December 19, 2012 at 9:08 am
A procedure that has worked for year had just stopped working the other day and I have narrowed down the issue to an update over linked server although I have not yet found why it has stopped working.
This is an example of the failing statement (real statement has many more joins on both remote and local dbs). Procedure works fine in development so I am not too concerned about the logic.
UPDATE a
SET a.enddate = GETDATE()
FROM [SERVER].[database].[dbo].
AS a
WHERE NOT EXISTS(SELECT * FROM [localdb].[dbo].
AS b
INNER JOIN [localdb].[dbo].[table2] AS c
ON b.id = c.id AND a.key = c.id)
The error returned to SSMS is:
OLE DB provider "SQLNCLI10" for linked server "SERVER" returned message "Communication link failure".
Msg 10054, Level 16, State 1, Line 0
TCP Provider: An existing connection was forcibly closed by the remote host.
and the error in the log is:
Error: 7393, Severity: 16, State: 1.
The OLE DB provider "SQLNCLI10" for linked server "SERVER" reported an error 0x8000FFFF aborting the current transaction.
I ran a profiler trace on the remote server while executing the statement and it seem to evaluate this part of the join a.key = c.id then stop without any wait locks or blocks. On the local server the statement is waiting on OLEDB. I have even ran a packet capture on the source without any indication of why it is failing.
This is not executing as a distributed transaction. I thought it could be a DTC issue but DTC is not configured on the remote server.
Is there anything else I could check or monitor to identify why it is failing?
December 19, 2012 at 11:29 am
I have found the problem.

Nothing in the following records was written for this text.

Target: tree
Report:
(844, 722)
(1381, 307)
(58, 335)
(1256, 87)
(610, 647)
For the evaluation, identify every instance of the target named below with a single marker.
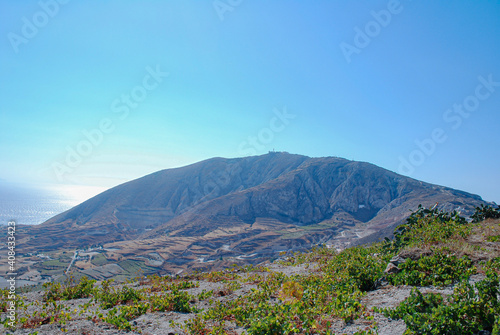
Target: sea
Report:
(33, 204)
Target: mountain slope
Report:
(242, 209)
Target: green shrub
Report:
(485, 212)
(467, 311)
(438, 269)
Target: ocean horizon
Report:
(34, 204)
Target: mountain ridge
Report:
(232, 208)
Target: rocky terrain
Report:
(440, 275)
(218, 212)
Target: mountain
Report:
(222, 208)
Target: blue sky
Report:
(98, 93)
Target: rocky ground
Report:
(160, 322)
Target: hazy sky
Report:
(100, 92)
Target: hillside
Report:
(440, 275)
(223, 211)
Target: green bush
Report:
(439, 269)
(467, 311)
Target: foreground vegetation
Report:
(435, 248)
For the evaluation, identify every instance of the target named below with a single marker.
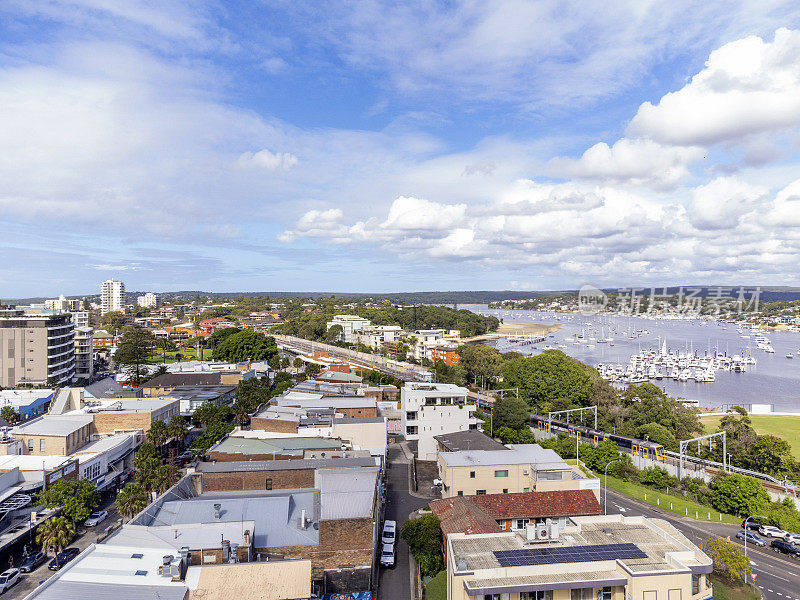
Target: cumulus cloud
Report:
(264, 159)
(721, 203)
(747, 86)
(635, 161)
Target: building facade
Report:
(430, 409)
(112, 296)
(36, 348)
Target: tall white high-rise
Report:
(112, 296)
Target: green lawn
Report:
(787, 428)
(723, 591)
(186, 353)
(667, 502)
(436, 588)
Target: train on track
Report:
(588, 435)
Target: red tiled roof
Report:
(566, 503)
(459, 515)
(479, 514)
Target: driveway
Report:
(394, 584)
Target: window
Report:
(541, 595)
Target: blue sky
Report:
(368, 146)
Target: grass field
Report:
(787, 428)
(723, 591)
(669, 503)
(436, 588)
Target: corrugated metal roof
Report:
(283, 465)
(109, 591)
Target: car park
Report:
(751, 525)
(389, 535)
(387, 555)
(771, 531)
(63, 558)
(32, 561)
(95, 518)
(785, 548)
(8, 579)
(751, 538)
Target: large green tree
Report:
(134, 348)
(511, 412)
(246, 345)
(77, 498)
(738, 494)
(545, 378)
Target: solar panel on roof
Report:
(563, 554)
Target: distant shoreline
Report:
(515, 328)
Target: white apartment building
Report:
(350, 324)
(149, 300)
(429, 409)
(62, 303)
(377, 336)
(112, 296)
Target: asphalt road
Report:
(777, 575)
(86, 536)
(394, 583)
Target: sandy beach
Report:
(515, 328)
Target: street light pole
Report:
(605, 485)
(746, 530)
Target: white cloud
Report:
(747, 86)
(264, 159)
(721, 203)
(635, 161)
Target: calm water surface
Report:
(774, 380)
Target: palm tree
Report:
(55, 532)
(131, 500)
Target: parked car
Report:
(751, 538)
(63, 558)
(32, 561)
(95, 518)
(771, 531)
(751, 525)
(785, 547)
(389, 535)
(793, 538)
(8, 579)
(387, 555)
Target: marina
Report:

The remote server is a VM and the VM was recently move to a different host and it's virtual switch was changed from being a standard switch to a distributed switch. The distributed switch is what caused the issue. Similar to another problem i had posted about (http://www.sqlservercentral.com/Forums/Topic1394090-391-1.aspx)
So it appears that Distributed switching in VMWare does not play nice with certain sql server processes.